One issue with pistol manipulations that sees little discussion is how we got there. There were very few platforms when practical pistol craft was in its infancy. Remember, the Leatherslap Matches were in the 1960s. Predominant among semi-auto pistols was the 1911A1. As a result, several manipulations were built around it, its mechanics, and its limitations.
With, at first, only eight rounds in the pistol, later nine with newer after-market magazines, swapping magazines to bring the gun back to full capacity made a lot of sense. Consider that with eight or even nine rounds, one only had a couple of engagements (3-4 rounds each) before it was dry.
Along those lines, consider the difference in how you clear a failure to extract from a steel frame pistol and a polymer frame gun.
While few still carry single-stack .45ACP pistols, how many are going about their lives with concealed single-stack 9mm handguns?
One other thing before we hit the mechanics, and that is terminology. I use Jeff Cooper’s wording because it is long-standing and understood by most. Speed Reload, Tactical Reload. But I see them as an umbrella covering more than one method. Think of it as a principle. If you want to argue the words, feel free to do so after you’ve read the article.
Also, if you are unsure which reload method to use, just speed reload the gun.
Gunsite instructor – and Colorado police officer -James Queisner demonstrates both types of tactical reloads.
The traditional method works well for most, regardless of hand and magazine sizes.
When you have decided to do it, your support hand locates and acquires the full magazine. Bring the pistol back towards your torso.
Bring the mag up to the pistol, and move your index finger to the thumb side.
Depress the mag release with your shooting hand thumb or index finger, and pull the mag out of the frame with the support hand thumb and index finger. Then shift the support hand over, insert & seat the full magazine, pushing it in until it seats
Now, what to do with the magazine? For now, just put it away. I’ll come back to it.
Then get both hands back on your pistol.
Reload With Retention
Small hands, larger magazines, wearing gloves, and more can all interfere with the traditional tac reload.
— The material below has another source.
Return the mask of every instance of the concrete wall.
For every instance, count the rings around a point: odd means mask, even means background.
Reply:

Once you have decided to do this, remove the partial magazine from the pistol’s frame.
Then, secure it on your person.
Next, grab a full magazine and insert it into the gun as you would any other time.
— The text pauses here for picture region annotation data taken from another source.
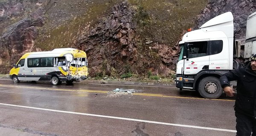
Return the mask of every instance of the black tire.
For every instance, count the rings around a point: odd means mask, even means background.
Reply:
[[[56,77],[53,77],[52,78],[51,82],[53,85],[58,85],[59,84],[60,80],[58,78]]]
[[[19,80],[19,78],[18,78],[18,77],[17,76],[17,75],[15,75],[12,77],[12,81],[14,83],[20,83],[20,80]]]
[[[66,83],[67,83],[67,84],[71,84],[73,83],[73,82],[74,82],[73,80],[67,80],[66,81]]]
[[[198,93],[205,98],[217,99],[223,92],[218,78],[208,77],[202,79],[198,85]]]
What to do with the partial magazine?
Traditionally, it went into a pocket or the waistband so that you didn’t risk confusing it with a full magazine. If you are carrying multiple spare magazines, that makes sense. However, how many people – outside of uniformed police and military – regularly have more than one extra magazine? If you only carry a single spare magazine, why not just put the partial magazine in that pouch?
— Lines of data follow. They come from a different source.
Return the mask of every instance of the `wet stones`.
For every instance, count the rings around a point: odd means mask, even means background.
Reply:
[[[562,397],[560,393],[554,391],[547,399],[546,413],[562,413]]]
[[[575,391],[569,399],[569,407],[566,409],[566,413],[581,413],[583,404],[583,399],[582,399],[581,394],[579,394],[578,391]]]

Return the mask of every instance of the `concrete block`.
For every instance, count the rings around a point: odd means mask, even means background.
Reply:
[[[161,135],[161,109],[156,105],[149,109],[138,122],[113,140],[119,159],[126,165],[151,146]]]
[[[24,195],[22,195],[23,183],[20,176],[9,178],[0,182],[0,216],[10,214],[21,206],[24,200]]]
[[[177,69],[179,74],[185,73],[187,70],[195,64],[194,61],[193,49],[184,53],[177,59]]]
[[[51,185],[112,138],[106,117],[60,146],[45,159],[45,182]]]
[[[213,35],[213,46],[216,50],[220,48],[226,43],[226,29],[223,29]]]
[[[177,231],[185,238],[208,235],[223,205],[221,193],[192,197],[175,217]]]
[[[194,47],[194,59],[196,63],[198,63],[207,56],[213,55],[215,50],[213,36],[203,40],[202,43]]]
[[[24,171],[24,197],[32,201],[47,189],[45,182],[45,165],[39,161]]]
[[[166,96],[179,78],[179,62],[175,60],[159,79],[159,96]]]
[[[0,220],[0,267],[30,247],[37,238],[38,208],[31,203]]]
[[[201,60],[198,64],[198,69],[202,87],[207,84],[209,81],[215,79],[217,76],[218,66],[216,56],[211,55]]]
Also, train to retrieve those partial magazines from wherever you’ve stashed them and reload your handgun.
Is there validity in practicing and performing a tac reload, regardless of how? I’ll argue that yes, there is. Dean Caputo (retired California police sergeant, retired Gunsite Rangemaster, and current Colt armorer instructor) performed it in an off-duty shooting. When the suspects returned and resumed shooting, Dean re-engaged them with a fully loaded pistol.
I know many cops and service members who did a tac reload after shooting without the need to re-engage. While I was not involved in the number of events others I know were, the only thing I ever had to speed reload was a belt-fed machinegun.
Yes, either version of a tac reload takes time. The more you’ve practiced it, the less time it will take. I would not advocate for doing either version in the open, without physical cover, and without someone covering me – if you find yourself there, just do a speed reload. If I have physical cover, if no one is shooting at or moving on me, if someone else has a functioning gun, I can have and will do a tactical reload.
Consider several recent natural disasters in the country – major flooding, wildland fires, earthquakes, and more – in which re-supply of equipment, such as pistol magazines, may not happen anytime soon.
Aside from retaining that magazine and the additional ammunition, there is another reason for a tac reload – I have seen a prosecuting attorney reference an officer’s performance of it as another example of them following their training and performing appropriately when evaluating an officer-involved shooting.
Regardless of how and when you retain the magazine, you’re doing a tactical reload when you want to have a full magazine in the gun while retaining the old magazine and ammunition.
Now, go train, get the why, and then practice.